Il est là, genoux au sol, les bras le long du corps et les mains doucement posées sur ses jambes. Les yeux clos, il semble absent de la rumeur de la foule. Derrière lui, les barques colorées semblent elles aussi figées comme sur un tableau. L’ondulation du fleuve n’y peut rien. Il a vingt ans, peut-être à peine moins ou à peine plus. Il est là, au bord du Gange et il prie. Le jeune Indien n’est indifférent à rien, il veut simplement être présent à la Puissance qu’il invoque. Lui présente-t-il le nom d’un défunt, le projet de sa vie, les confusions de son cœur ? Dans le secret de la rencontre intérieure, il prie, tout simplement.
Une rencontre intérieure
La prière n’est pas l’apanage du christianisme : depuis toujours, en tout cas depuis qu’ils croient, les hommes cherchent l’itinéraire qui les mènera à cette Présence à laquelle on ne sait quel nom donner, tant elle dépasse toutes les définitions dans lesquelles on voudrait l’enfermer. L’homme qui espère devine l’au-delà. Et c’est cette espérance même dont il reconnaît que le pressentiment lui est donné par un tout-autre.
De nobles et anciennes traditions parvenues jusqu’à nous illustrent cette vérité profonde : dans toutes les cultures, dans toutes les religions, sur tous les continents, des hommes prient. Non pas simplement par l’invocation de formules, de mantras, mais en laissant dans le silence, au plus profond, la brise légère caresser leurs âmes et la lumière fragile éclairer leurs esprits. Ils savent bien que les formules, fusse le Pater, ne sont que des paroles si elles sont ânonnées dans une logique marchande. Dieu n’attend pas un « sésame » pour manifester sa Présence. Elles ne servent qu’à préparer la rencontre intérieure, comme les salutations introduisent au dialogue, préliminaires essentiels mais insuffisants s’ils sont sans suite.
S’ouvrir à l’Autre
La prière est le lieu où la rencontre ouvre sur la communion. Non pas une fusion névrotique mais une communion de deux êtres, l’un éternel et l’autre mortel. Où l’un et l’autre se donnent, l’un parfaitement, l’autre maladroitement. Ce qui n’est jamais simple. Prier, c’est s’ouvrir à l’Autre, reconnaître que l’on n’est pas le tout de soi-même, accepter que ce « Je » dont un fameux poète dira qu’il est « un autre », est d’abord un être en devenir pourvu qu’il se laisse transfigurer par la beauté de Celui de qui il se reconnait créé. « Que ta volonté soit faite » : elle est là, la demande centrale, lorsque le créé demande à celui qui le modèle de continuer à le pétrir, toujours et encore. Non pas tant à la forme à laquelle il rêverait de correspondre, mais à l’image que son auteur porte en son cœur.
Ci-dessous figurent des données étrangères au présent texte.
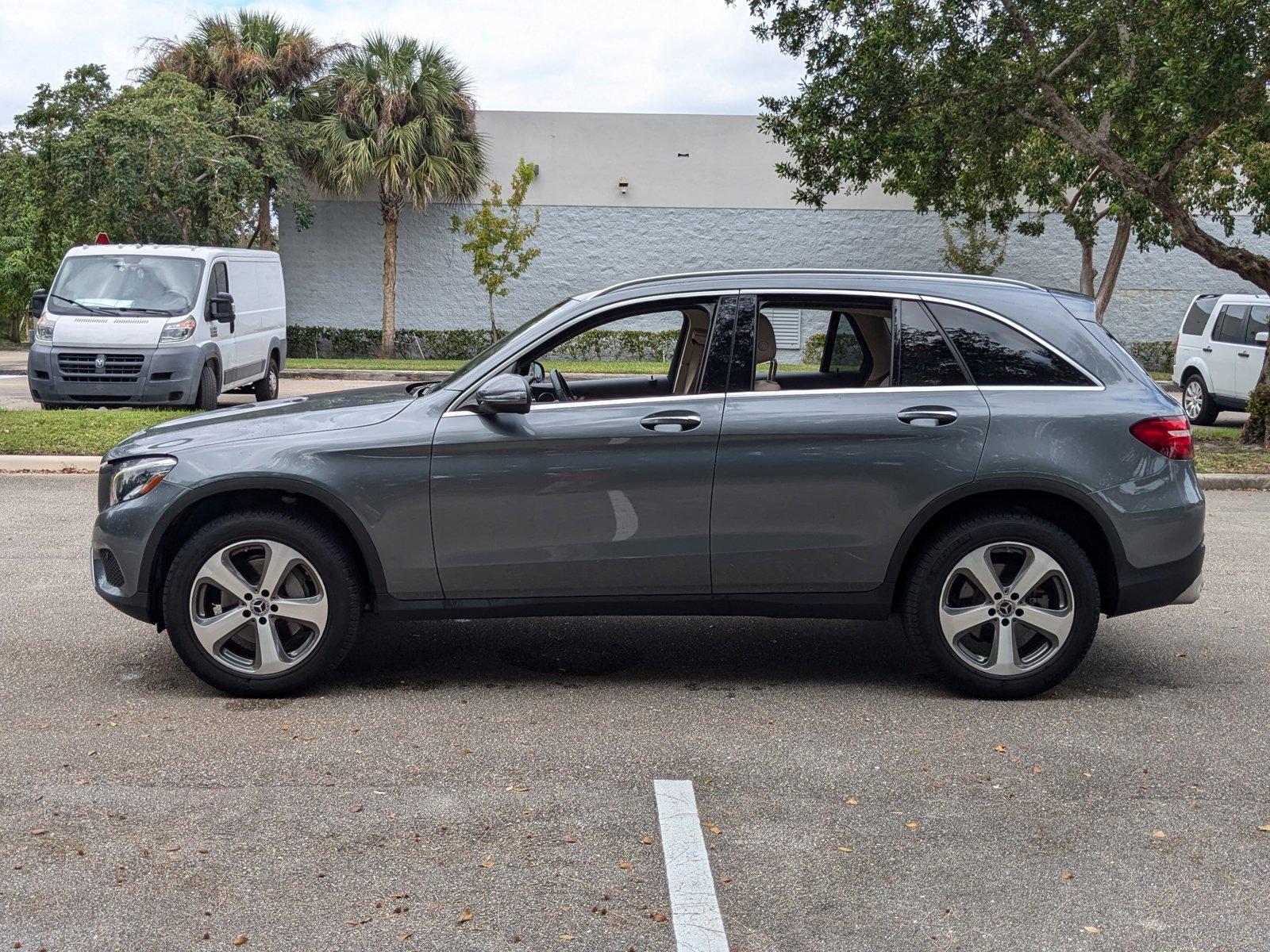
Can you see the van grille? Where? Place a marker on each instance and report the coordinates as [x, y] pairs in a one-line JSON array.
[[116, 368]]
On se prend à imaginer un monde où chacun chercherait ce chemin de rencontre et d’accueil. Sans perdre du temps à convaincre autrui d’en prendre un autre, mais déjà de vivre celui sur lequel il est appelé à s’engager. Un monde où chaque croyant serait aussi un priant.
De partout, l’homme prie
Des bords du Gange, né de la chevelure du dieu Shiva, à Bénarès où l’on invoque le désir d’une vie qui s’approche du nirvana. Sur les rives de la Tohma, en Turquie, où l’on s’inspire du chemin mystique d’un des plus grand sages soufi, Somunca Baba (dont le nom signifie « Père du pain »). Le front posé sur les pierres de fondations du temple de Salomon à Jérusalem en murmurant les paroles des psaumes. Dans la chambre dont il a fermé la porte afin de suivre l’invitation de Jésus. Comme aussi devant une roche sacrée, ou encore les yeux levés vers l’astre du jour, et tant d’autres encore. De partout l’homme prie, et de tant de manières. N’est-ce pas la meilleure garantie pour notre monde ? À condition qu’il cherche dans cette rencontre le moyen de vivre vraiment et, puisant à la source du Bien, d’agir en conséquence. Lorsque la religion oublie d’être d’abord et surtout le vecteur qui unit l’homme à Dieu, elle s’idéologise et devient alors la chose la plus détestable. Il tient à chacun qu’il en soit autrement. Pour le salut de tous.